The case of the day is Two Moms And A Toy v. International Playthings (D. Colo. 2012). The claim was for infringement of US Patent 6,782,567, which describes a “fountain water toy utilizing a battery-powered pump.” One of the defendants was Golos Weisman Design, Ltd., an Israeli partnership. According to the return of service, a private process server personally served the documents on one of the principals of Golos Weisman, Ronit Golos-Frosting (who refused to acknowledge receipt) and by leaving them at the dwelling of two other principals, Zafrira Weisman-Zinger and Israel Zanger. Golos Weisman failed to answer, and the clerk entered its default. Another party, International Playthings, LLC, moved to vacate the entry of default on the grounds that Two Moms And A Toy had not properly served the summons on Golos Weisman.
The judge agreed and vacated the default. He agreed with the plaintiff that because Golos Weisman’s address was unknown, the Hague Service Convention did not apply, but he reasoned that the plaintiff was required to seek leave to serve process using “other means not prohibited by international agreement, as the court orders,” under FRCP 4(f)(3). It was not disputed that the plaintiff had not sought leave under FRCP 4(f)(3). The judge pointed out that Israel had made a declaration concerning service under Article 10(b) and (c) of the Convention, which relate to service through the “judicial officers, officials or other competent persons of the State of destination”:
The State of Israel, in its quality as State of destination, will, in what concerns Article 10, paragraphs b) and c), of the Convention, effect the service of judicial documents only through the Directorate of Courts, and only where an application for such service emanates from a judicial authority or from the diplomatic or consular representation of a Contracting State.

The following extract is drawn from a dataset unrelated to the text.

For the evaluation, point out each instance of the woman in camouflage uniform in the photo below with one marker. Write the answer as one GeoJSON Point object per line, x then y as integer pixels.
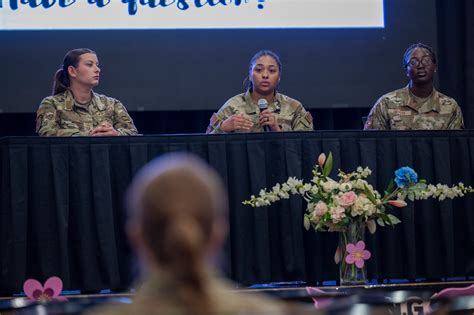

I think the outcome of the decision is correct, though I think the judge was probably wrong to say that the plaintiff had to proceed under FRCP 4(f)(3). It seems to me the plaintiff could have proceeded under FRCP 4(f)(2)(C)(ii), which provides for service by “any form of mail that the clerk addresses and sends to the individual and that requires a signed receipt.” Israel has not objected to Article 10(a) of the Convention, which is the provision permitting service by mail through postal channels. It seems that even though this is a patent case, and an appeal would therefore lie to the Federal Circuit rather than the Tenth Circuit, 1See Jordan v. Nissan Motor Co., 34 F.3d 1079 (Fed. Cir. 1994), the Tenth Circuit has not decided the question. So the plaintiff may have had good reason not to choose service by mail. In this case, probably service via the central authority would have been the best option. Or else the plaintiff could have sought leave to make service by alternate means, though Golub Weisman has been clever—by not having its own lawyer make an appearance in the case, it has not given the plaintiff an easy target, e.g., an order under FRCP 4(f)(3) permitting service on its own lawyer.
Interestingly, the plaintiff filed a second return of service very shortly after the judge’s order, purporting to effect service on Golub Weisman by service on a company in the US that is purportedly its agent. Why go through all this trouble? Even if the plaintiff is right, it seems to me that service via the central authority would have been effected by the time all the motion practice is finished.